Sunday, January 25, 2004

21 Grams 

Continuing on the Naomi Watts theme, after watching The Ring on DVD on Friday, we went to 21 Grams at the theater on Saturday. This film stars three of the best actors today, Sean Penn, Benicio Del Toro and Naomi Watts, in the interwoven story of three individuals and their families, linked together through a tragic event. All the many awards and nominations that 21 Grams is racking up are surely well-deserved.

The official website posits the question, "How much does life weigh?" 21 Grams leaves you pondering many more questions than that. What would you do or overlook for your family? When does grief become despair? Despair become vengeance? What happens when that to which you have attributed your salvation vanishes? When does a belief become blind faith? Where is the line between accepting your fate or destiny and abandoning all personal responsibility for your actions? Tragedy strikes the victims, survivors, families, those responsible and their families, and countless others. This is the story of how all these people deal with the blows life brings. The timeframe jumps around quite a bit, but in a way that draws you into the story and forces you to analyze the characters' motivations and what has changed between one time and another.

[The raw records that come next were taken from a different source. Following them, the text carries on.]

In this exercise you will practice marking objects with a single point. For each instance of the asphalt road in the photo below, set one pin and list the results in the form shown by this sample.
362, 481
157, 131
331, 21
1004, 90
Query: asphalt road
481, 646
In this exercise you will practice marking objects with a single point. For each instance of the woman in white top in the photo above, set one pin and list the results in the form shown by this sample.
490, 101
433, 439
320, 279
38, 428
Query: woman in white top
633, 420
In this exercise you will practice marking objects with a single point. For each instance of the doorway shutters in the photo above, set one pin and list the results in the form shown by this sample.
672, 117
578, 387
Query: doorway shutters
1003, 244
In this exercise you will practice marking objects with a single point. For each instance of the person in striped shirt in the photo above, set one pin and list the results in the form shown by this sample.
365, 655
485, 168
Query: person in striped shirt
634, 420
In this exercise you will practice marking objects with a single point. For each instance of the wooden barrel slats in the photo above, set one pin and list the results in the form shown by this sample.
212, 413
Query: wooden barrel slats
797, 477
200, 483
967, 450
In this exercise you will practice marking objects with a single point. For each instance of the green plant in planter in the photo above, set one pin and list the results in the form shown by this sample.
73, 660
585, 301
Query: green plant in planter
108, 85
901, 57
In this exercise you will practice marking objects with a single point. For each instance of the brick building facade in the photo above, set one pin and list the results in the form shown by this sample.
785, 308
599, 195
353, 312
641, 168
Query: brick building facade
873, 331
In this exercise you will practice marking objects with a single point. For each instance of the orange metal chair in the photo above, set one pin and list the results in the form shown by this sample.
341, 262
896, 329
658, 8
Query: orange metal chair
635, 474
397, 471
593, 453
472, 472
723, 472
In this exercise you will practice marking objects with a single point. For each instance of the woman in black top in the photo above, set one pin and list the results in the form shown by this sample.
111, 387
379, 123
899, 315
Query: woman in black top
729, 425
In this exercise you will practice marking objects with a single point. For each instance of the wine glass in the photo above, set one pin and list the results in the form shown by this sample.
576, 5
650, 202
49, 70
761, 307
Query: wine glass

21 Grams also prompts questions about punishment. What is appropriate punishment, and who is the appropriate person to make this determination? What roles do remorse, forgiveness, retribution, and amends play in the grand scheme?

Lesbian trivia: Naomi Watts played a lesbian (again, in a variety of settings and characterizations) in Mulholland Drive, and Clea Duvall, who plays her sister in 21 Grams, was Natasha Lyonne's girlfriend in But I'm A Cheerleader. Natasha Lyonne was one of the '70's lesbians in HBO's If These Walls Could Talk 2, with Chloe Sevigny, who in turn was the love interest for Hilary Swank in Boys Don't Cry.

For you Buffy fans, Clea Duvall was also Invisible Girl in season one.

Reality Check: The Girl was at first a little thrown by the time cuts, which is something that will usually turn her right off a movie. But not this one - she agrees that it was intense but excellent.